Tankers Versus Bulkers

November 30, 2015

 It’s now more than a year since the tanker market took off. In mid-2014 tanker earnings picked up and since then have been in the $30-$40,000/day range, says a Clarksons study. But the market remains nervous. 

 This tanker pick-up coincided with a slump in dry bulk earnings, which is interesting because on paper bulkers and tankers both seem to have surplus capacity. So why are tankers doing so much better than bulkers?
 
On an “all sizes average” basis tanker earnings generally exceed bulker earnings (the tanker “basket” contains a greater share of larger ships).

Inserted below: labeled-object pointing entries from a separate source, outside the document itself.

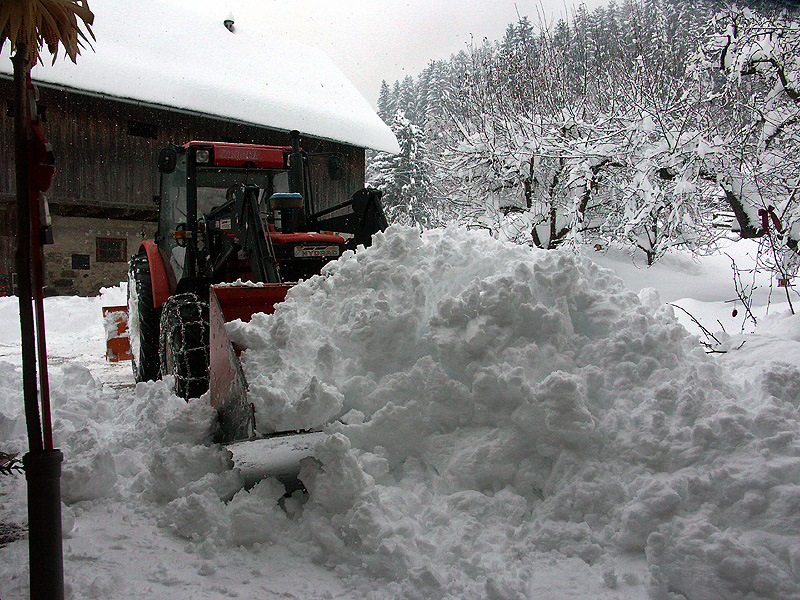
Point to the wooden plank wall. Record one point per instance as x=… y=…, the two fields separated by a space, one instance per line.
x=100 y=163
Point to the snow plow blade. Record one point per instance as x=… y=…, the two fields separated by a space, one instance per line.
x=118 y=343
x=227 y=384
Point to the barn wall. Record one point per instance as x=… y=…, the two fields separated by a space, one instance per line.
x=75 y=265
x=106 y=153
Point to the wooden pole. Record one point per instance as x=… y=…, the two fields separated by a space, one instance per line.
x=42 y=463
x=23 y=256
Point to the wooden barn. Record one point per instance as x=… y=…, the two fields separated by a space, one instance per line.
x=106 y=132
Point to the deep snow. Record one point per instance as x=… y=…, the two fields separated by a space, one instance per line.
x=169 y=53
x=513 y=424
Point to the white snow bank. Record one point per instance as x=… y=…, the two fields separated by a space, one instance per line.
x=166 y=53
x=500 y=403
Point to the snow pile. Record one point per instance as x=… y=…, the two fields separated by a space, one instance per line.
x=500 y=403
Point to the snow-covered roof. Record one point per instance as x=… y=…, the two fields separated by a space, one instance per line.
x=166 y=54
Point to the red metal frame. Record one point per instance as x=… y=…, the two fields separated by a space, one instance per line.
x=163 y=285
x=226 y=154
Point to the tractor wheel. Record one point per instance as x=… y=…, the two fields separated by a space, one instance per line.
x=183 y=344
x=143 y=319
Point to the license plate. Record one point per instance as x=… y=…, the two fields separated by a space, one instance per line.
x=316 y=251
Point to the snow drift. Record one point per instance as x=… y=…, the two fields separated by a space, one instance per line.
x=500 y=402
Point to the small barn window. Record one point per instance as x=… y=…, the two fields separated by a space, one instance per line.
x=80 y=262
x=41 y=110
x=140 y=129
x=112 y=249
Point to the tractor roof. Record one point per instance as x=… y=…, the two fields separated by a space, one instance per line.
x=164 y=54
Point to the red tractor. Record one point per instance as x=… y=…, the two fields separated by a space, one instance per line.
x=237 y=228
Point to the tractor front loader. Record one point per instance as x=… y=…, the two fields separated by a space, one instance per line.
x=237 y=229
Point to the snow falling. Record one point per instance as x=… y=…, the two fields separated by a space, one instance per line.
x=501 y=423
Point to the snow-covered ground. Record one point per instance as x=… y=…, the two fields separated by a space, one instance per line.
x=512 y=424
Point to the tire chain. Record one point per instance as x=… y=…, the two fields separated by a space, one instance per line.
x=185 y=320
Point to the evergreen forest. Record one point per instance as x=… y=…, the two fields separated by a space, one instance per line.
x=647 y=124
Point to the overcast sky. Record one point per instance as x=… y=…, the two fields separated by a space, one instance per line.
x=373 y=40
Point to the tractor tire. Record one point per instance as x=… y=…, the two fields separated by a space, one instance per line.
x=183 y=344
x=143 y=320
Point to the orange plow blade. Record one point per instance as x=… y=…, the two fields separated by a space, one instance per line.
x=227 y=384
x=118 y=346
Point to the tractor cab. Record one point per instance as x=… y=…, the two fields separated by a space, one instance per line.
x=238 y=212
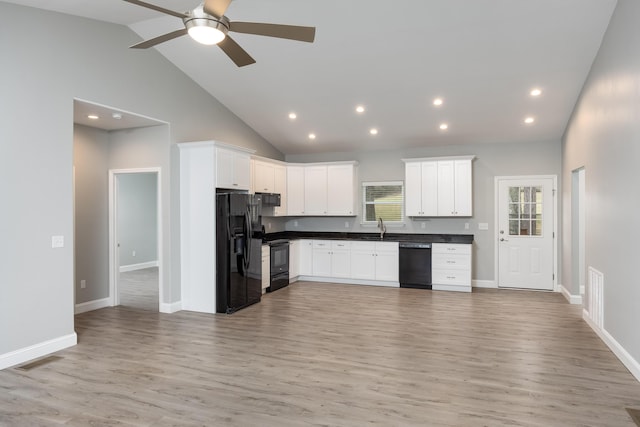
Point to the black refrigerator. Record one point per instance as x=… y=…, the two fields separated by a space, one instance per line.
x=238 y=251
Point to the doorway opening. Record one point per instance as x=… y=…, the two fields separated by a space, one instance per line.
x=134 y=223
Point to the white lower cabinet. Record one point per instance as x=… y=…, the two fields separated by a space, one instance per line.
x=451 y=267
x=294 y=260
x=374 y=261
x=266 y=267
x=331 y=259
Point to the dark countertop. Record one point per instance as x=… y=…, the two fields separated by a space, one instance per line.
x=388 y=237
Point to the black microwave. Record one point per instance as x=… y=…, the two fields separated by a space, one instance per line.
x=270 y=199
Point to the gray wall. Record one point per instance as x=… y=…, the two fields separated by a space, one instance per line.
x=137 y=223
x=491 y=160
x=47 y=64
x=604 y=137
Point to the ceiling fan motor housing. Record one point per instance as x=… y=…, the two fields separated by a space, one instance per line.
x=199 y=18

For example, between 1990 and 2015 to date tanker earnings averaged $24,996/day, whilst bulkers earned $13,933/day. That gives tankers a 79% premium over bulkers. 
 
During the seven years since the Credit Crisis, the premium has remained. Tankers have earned $18,281/day, compared to bulkers’ $12,427/day, a 47% premium. So the “premium” relationship held, even during a period of deep recession.
 
However, during the period of recession tanker earnings have swung from below to above “average premium levels”. To illustrate this point we have estimated what tanker earnings “should have been” over the last seven years if they had followed the “average premium” relationship with bulker earnings over the full period back to 1990. 
 
This relationship was estimated using a regression equation as a “rule of thumb”, using monthly data for the period 1990 to 2015, and then used to estimate tanker earnings since 2009 from bulker earnings, shown by the red line on the graph.
 
For the first five years tankers underperformed compared to the long-term “average premium” versus bulkers, with the blue line, showing actual earnings, below the red line. 
 
But in 2014 they started to exceed the expected premium as bulker earnings dropped and tanker earnings increased. Currently tanker earnings offer a significant “bonus” above the estimated “norm”, at levels about six times higher than bulker earnings.